The performance of the nozzle has an important influence on the desulfurization rate. At present, 5 kinds of nozzles are usually used in the wet spray layer desulfurization tower: hollow cone tangent nozzle, solid cone tangent nozzle, double hollow cone tangent nozzle, solid cone nozzle and spiral nozzle. There are two types of commonly used desulfurization nozzles: helical solid cone nozzle and hollow cone tangent nozzle. Spiral solid cone nozzles are characterized by a large spray volume, so the number of nozzles is small. The disadvantage is that the structure is fragile and the uniformity of droplets needs to be improved. In the wet desulfurization absorption tower, the hollow cone tangent nozzle is a substitute for the spiral solid nozzle. It has a large free flow diameter, has a self-cleaning function, and is widely used. Therefore, this type of nozzle is selected.

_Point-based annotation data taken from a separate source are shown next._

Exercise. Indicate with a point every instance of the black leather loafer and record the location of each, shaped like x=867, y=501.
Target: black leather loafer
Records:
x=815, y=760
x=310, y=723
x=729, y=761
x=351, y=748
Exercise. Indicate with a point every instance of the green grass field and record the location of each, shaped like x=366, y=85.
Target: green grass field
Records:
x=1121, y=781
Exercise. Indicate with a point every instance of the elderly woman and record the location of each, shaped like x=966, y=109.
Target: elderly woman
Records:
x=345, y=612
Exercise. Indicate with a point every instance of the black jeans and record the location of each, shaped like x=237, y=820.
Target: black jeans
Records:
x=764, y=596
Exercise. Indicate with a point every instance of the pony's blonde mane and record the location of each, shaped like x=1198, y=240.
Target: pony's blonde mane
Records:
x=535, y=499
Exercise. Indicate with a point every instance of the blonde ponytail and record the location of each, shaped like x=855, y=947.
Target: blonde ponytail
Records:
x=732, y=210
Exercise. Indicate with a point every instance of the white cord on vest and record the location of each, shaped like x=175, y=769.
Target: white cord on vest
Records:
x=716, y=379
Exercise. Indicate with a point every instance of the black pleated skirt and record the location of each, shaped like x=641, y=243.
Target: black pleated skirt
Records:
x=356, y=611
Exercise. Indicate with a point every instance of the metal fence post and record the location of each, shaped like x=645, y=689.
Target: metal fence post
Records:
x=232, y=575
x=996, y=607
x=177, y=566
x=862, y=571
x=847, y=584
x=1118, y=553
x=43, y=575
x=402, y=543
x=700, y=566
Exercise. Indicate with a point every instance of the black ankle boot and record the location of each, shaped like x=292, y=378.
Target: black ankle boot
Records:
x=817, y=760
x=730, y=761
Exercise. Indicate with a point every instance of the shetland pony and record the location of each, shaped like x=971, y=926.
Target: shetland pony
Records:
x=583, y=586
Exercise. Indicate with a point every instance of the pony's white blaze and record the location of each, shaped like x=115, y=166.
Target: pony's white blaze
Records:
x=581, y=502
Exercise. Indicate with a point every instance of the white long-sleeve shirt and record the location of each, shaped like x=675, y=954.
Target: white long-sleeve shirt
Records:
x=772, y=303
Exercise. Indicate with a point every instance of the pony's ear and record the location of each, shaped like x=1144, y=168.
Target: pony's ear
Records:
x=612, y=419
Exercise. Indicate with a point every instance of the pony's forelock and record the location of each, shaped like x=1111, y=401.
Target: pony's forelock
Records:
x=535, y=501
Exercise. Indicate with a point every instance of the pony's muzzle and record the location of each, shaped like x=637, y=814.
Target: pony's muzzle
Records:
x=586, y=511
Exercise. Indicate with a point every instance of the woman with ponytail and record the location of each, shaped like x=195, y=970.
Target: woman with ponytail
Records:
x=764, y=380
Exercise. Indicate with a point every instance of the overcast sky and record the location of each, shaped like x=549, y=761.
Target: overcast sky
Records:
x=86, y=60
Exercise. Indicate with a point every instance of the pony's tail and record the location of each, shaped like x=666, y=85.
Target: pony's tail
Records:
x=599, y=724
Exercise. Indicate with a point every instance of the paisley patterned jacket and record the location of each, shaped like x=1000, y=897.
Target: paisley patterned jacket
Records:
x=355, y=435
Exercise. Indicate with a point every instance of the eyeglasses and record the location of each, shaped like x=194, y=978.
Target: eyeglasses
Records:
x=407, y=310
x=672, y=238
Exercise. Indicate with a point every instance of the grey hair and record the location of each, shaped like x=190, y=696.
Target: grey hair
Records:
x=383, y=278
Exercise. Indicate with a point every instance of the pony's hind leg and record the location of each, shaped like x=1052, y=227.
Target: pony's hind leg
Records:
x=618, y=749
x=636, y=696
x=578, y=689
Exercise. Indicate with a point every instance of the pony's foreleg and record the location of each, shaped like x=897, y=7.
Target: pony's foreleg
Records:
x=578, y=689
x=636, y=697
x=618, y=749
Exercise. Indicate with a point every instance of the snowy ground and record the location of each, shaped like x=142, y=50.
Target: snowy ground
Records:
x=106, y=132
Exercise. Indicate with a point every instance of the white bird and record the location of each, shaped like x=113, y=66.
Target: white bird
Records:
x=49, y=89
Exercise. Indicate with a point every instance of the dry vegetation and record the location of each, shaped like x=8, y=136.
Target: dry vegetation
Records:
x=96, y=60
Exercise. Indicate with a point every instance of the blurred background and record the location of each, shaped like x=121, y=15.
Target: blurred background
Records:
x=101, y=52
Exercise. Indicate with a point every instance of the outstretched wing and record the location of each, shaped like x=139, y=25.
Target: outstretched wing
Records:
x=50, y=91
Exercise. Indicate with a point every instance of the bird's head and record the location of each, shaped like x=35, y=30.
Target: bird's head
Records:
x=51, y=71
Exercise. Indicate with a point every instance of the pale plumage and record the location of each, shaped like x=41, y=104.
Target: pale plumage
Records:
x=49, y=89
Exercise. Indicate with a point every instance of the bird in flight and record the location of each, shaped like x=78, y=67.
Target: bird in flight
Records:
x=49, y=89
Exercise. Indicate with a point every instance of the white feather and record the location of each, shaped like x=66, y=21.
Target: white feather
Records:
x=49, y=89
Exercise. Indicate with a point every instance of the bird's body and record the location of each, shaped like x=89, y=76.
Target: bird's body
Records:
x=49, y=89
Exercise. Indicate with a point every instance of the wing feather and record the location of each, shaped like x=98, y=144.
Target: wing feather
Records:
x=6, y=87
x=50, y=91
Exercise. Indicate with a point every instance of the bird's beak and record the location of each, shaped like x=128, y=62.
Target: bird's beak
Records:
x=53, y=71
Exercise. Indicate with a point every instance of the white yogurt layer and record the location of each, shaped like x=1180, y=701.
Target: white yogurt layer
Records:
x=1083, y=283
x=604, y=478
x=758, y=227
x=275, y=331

The nozzles of each spray layer are staggered to ensure that the overlapping coverage of the slurry is at least 170% to 250%. The outermost nozzle and the tower wall should maintain a reasonable distance to prevent the tower wall from perforating and leaking slurry.
1. Selection of Nozzle
The slurry itself requires the nozzle to be corrosion-resistant. However, due to the high pressure at the nozzle and the large flow rate, the interior is required to be resistant to corrosion and the surface is required to be resistant to erosion (because the upper layer of slurry is sprayed down). Therefore, the material of the nozzle is required to be made of silicon carbide. The top layer of the nozzle is a single spray, and the lower 2 to 3 layers are all sprayed up and down at the same time. Generally, the upper spray angle is 20 degrees. The flow accounts for 70% of the total amount of the nozzles, the downward spray angle is 90 degrees, and the flow accounts for 30%. There are three types of nozzles: flange connection, thread connection and socket connection. For example, if the shotcrete pipe is made of FRP material, the latter two connection methods should be used. If the inner and outer rubber of the steel pipe is used, only the former can be used.

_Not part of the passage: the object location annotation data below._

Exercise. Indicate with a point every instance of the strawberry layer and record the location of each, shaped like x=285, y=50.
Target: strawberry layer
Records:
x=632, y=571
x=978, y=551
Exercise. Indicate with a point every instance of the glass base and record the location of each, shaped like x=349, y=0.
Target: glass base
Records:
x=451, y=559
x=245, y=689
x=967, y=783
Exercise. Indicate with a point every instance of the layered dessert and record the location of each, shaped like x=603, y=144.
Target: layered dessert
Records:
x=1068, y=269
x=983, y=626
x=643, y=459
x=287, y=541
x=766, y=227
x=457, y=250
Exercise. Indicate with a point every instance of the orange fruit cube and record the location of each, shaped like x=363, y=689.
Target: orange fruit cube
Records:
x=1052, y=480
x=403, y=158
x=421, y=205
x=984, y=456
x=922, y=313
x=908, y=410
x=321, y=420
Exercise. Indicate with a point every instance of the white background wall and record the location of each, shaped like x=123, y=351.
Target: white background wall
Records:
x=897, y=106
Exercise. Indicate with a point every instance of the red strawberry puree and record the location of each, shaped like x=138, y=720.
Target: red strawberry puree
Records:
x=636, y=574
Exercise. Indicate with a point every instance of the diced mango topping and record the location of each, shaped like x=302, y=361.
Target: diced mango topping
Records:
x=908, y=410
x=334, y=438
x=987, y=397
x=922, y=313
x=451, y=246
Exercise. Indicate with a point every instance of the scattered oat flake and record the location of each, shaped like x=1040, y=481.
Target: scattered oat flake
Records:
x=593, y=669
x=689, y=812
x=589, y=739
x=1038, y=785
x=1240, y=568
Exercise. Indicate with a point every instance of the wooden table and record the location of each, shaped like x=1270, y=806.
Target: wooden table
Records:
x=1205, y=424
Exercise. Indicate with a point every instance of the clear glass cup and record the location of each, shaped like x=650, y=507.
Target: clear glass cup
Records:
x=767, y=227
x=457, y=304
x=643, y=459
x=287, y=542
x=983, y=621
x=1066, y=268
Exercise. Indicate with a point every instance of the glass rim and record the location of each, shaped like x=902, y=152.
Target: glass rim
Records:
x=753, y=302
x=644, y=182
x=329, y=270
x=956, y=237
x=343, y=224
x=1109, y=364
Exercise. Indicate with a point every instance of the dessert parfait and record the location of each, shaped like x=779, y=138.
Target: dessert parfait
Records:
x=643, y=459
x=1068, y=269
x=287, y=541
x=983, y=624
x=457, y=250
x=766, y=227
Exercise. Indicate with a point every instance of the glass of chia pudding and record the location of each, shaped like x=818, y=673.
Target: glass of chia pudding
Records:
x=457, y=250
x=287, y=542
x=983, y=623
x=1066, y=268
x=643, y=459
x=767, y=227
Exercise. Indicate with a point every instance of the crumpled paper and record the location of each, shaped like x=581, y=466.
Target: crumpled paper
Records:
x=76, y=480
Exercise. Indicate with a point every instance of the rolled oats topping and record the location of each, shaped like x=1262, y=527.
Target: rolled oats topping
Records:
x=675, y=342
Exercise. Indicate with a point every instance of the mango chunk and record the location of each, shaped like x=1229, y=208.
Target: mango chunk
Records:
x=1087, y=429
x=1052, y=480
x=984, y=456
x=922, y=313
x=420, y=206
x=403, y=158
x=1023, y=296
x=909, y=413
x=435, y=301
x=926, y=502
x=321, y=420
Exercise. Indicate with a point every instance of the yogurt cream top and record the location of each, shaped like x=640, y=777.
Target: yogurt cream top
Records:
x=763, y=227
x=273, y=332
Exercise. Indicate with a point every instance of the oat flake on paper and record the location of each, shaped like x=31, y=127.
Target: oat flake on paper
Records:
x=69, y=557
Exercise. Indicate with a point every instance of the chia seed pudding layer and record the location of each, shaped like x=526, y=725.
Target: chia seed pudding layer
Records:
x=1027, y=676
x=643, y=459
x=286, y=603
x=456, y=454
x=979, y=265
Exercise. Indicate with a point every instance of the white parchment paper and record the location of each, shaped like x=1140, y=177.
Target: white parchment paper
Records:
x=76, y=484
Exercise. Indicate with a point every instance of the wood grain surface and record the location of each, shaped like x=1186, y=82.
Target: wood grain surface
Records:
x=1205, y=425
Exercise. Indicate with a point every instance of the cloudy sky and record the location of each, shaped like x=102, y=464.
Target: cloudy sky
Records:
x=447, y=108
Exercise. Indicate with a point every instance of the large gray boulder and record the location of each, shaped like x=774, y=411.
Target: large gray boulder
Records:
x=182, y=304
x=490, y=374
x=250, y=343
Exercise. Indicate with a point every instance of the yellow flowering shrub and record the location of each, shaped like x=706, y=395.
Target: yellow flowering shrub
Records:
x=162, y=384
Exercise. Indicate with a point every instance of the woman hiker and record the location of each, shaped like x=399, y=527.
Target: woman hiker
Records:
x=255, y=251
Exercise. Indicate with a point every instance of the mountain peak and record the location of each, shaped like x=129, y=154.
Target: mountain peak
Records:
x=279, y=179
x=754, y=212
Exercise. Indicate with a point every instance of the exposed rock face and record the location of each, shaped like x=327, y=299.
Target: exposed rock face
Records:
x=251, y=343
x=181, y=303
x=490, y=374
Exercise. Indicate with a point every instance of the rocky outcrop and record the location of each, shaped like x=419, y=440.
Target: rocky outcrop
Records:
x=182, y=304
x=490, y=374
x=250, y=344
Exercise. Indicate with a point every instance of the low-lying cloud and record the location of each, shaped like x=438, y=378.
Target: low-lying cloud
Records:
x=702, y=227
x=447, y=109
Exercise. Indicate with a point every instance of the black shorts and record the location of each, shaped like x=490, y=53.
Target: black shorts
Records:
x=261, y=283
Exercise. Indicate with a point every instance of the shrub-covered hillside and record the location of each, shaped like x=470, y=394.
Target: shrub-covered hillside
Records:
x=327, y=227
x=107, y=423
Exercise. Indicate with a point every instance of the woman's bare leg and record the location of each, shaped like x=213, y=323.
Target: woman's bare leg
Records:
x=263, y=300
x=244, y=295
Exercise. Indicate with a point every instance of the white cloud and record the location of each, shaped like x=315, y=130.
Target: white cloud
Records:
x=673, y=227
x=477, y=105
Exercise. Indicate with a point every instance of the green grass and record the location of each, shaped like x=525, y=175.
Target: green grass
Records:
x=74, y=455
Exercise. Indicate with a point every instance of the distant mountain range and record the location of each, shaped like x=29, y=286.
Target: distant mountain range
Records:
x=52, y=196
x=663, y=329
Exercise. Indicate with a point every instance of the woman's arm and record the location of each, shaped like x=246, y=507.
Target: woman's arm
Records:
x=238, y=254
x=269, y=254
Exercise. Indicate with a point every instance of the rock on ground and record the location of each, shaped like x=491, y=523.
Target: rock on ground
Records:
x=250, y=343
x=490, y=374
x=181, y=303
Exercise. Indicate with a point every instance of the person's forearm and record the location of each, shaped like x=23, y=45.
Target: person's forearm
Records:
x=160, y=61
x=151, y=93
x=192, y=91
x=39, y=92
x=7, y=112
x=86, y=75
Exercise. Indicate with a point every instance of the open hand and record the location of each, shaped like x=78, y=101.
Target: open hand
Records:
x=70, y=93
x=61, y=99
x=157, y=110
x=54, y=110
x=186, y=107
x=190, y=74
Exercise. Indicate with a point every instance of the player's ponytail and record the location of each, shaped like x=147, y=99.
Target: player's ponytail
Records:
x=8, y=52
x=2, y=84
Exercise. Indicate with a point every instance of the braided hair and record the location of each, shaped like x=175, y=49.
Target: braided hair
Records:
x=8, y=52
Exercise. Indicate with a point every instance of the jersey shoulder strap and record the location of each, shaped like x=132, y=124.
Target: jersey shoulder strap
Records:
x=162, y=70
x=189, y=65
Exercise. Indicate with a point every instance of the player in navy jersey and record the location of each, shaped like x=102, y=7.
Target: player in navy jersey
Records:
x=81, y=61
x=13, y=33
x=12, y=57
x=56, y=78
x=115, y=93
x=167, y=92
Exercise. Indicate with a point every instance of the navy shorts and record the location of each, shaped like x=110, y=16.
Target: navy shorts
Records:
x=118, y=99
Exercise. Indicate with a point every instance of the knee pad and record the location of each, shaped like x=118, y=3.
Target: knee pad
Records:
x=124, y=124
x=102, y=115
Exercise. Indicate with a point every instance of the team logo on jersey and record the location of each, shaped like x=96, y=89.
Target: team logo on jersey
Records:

2. Nozzle characteristic parameters
The characteristic parameters of the nozzle mainly include nozzle pressure drop, spray angle, nozzle flow and so on.
(1) Nozzle pressure drop refers to the pressure loss generated when the slurry passes through the nozzle channel, which is mainly related to structural parameters and slurry viscosity and other factors. The greater the pressure drop, the greater the energy consumption of the system. Generally, the typical pressure drop of WFGD spray system nozzle is 0.05-0.1MPa.

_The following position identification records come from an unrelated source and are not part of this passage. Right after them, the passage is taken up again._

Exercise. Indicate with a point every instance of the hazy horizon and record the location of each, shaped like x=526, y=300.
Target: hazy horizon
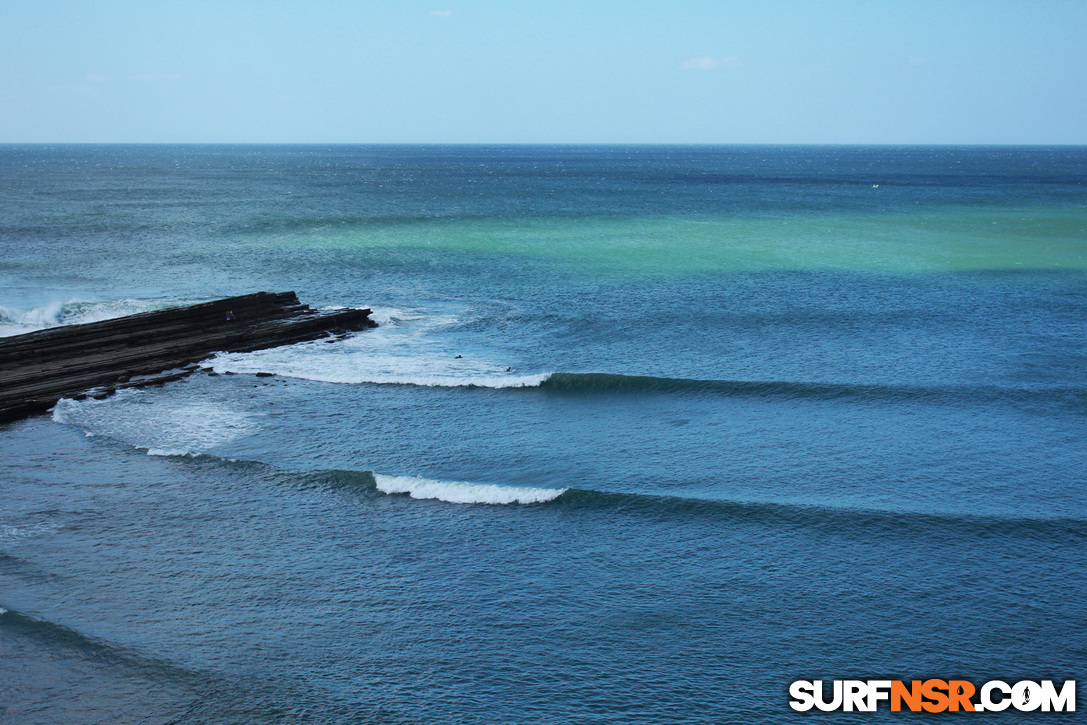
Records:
x=489, y=73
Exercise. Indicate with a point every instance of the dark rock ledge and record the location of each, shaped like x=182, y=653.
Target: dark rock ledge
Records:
x=38, y=369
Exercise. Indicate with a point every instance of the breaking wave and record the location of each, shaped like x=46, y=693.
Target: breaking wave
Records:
x=16, y=321
x=457, y=491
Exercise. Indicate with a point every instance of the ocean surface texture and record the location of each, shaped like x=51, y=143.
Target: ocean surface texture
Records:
x=645, y=435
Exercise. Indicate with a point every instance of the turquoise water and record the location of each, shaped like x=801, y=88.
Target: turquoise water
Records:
x=645, y=434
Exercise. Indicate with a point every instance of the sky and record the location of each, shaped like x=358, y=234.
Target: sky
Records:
x=554, y=72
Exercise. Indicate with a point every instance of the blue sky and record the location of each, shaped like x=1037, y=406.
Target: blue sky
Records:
x=502, y=71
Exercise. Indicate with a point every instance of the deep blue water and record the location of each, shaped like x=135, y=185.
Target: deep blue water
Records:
x=645, y=434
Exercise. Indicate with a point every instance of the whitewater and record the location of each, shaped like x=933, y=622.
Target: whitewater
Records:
x=644, y=435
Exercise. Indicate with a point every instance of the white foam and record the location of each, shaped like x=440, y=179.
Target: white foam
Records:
x=167, y=451
x=458, y=491
x=16, y=321
x=167, y=427
x=409, y=348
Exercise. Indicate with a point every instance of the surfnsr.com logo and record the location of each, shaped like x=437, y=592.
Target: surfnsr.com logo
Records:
x=934, y=696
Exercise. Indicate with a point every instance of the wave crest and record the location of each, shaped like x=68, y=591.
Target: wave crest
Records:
x=457, y=491
x=16, y=321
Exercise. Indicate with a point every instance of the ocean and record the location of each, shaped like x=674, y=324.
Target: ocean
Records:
x=646, y=434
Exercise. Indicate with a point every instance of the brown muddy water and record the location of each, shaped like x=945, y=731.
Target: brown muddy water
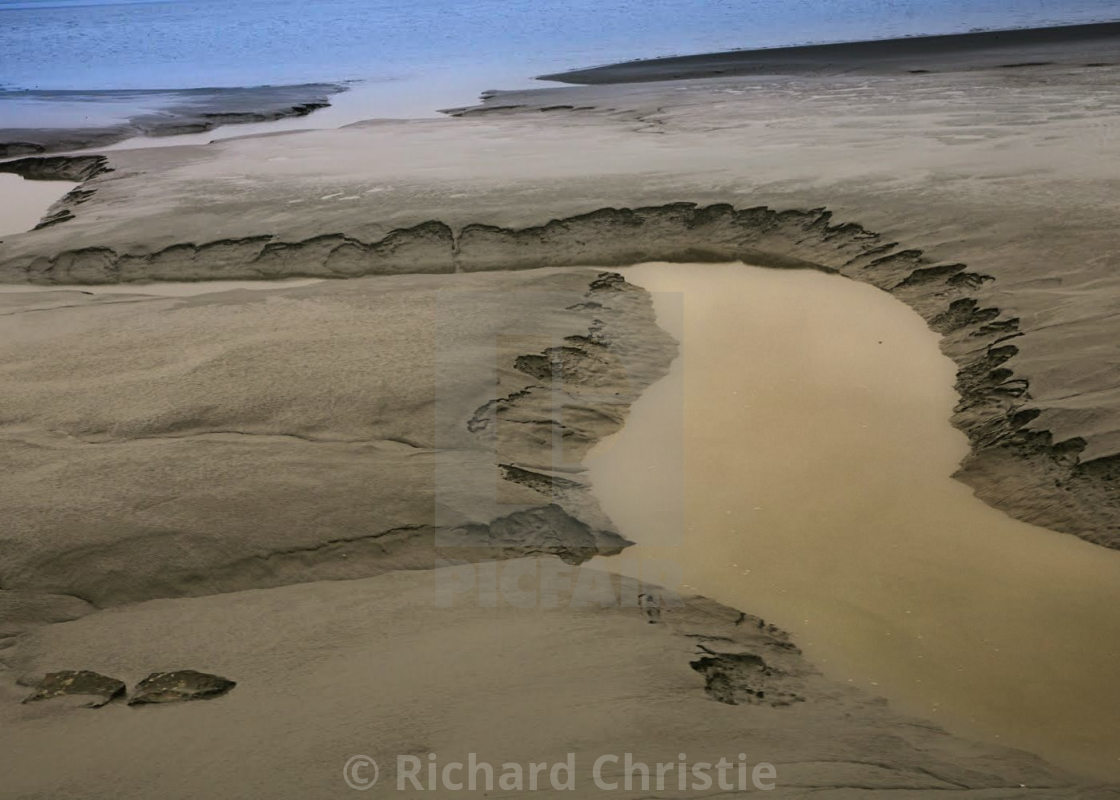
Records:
x=796, y=464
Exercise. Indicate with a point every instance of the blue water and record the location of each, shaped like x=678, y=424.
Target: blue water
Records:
x=414, y=56
x=165, y=44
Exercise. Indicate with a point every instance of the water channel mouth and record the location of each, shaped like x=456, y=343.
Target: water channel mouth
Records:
x=796, y=464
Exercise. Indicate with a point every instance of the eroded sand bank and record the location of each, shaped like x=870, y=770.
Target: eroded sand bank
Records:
x=243, y=442
x=815, y=489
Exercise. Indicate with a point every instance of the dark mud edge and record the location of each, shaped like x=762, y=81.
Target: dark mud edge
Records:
x=1020, y=471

(2) The spray angle refers to the cone angle of the liquid film cone formed after the slurry leaves the nozzle orifice, which is mainly affected by factors such as the radius of the nozzle hole, the radius of the rotating chamber and the radius of the slurry inlet. When selecting the spray angle, it must be combined with the arrangement of the nozzles in the tower to ensure the coverage uniformity and coverage in the tower. Usually, the spray angle is required to be 90 to 120 degrees.
(3) Nozzle flow refers to the volume flow through the nozzle per unit time, which is mainly related to factors such as pressure drop and nozzle structure parameters. Nozzle flow is determined according to system layout and process calculation.
3. Nozzle layout design in the tower
It is very important to arrange the nozzles in the tower. Only with a reasonable and optimized nozzle layout design can the system design requirements be met and the desulfurization system achieve a high desulfurization rate. There are two ways to arrange the nozzles in the tower: one is concentric circle arrangement, and the other is matrix arrangement.
The following issues should be paid attention to when designing the layout of nozzles in the tower:
(1) Select a reasonable nozzle coverage height, which is usually determined according to the characteristics of the nozzle and the distance between the two layers of spray.
(2) Select a reasonable number of single-layer nozzles. Generally speaking, the number of nozzles is determined according to the process calculation. Usually, a spray pipe network is arranged on each layer, and each layer should be equipped with enough nozzles to minimize the length of pipes connecting the nozzles.
(3) After the nozzle coverage height is determined, the coverage area of a single nozzle can be calculated.
(4) When arranging nozzles in the desulfurization tower, select an appropriate distance between the nozzles. The nozzle spacing is usually selected according to the number of nozzles and the diameter of the desulfurization tower, and should be considered as a whole with the nozzle arrangement plan connecting the nozzles.
(5) Select a reasonable economic flow rate, and determine the diameter of the limestone slurry parent pipe and branch pipe according to the standard of the nozzle product.
(6) When checking the coverage rate of the spray layer in the desulfurization tower, not only the influence of the collision of the nozzle liquid flow with the parent pipe, branch pipe and support on the coverage rate, but also the coverage uniformity of all nozzles in the desulfurization tower should be considered. The impact of the collision of the nozzle liquid flow with the parent pipe, branch pipe and support on the coverage rate must also be considered when selecting the spray layer spacing.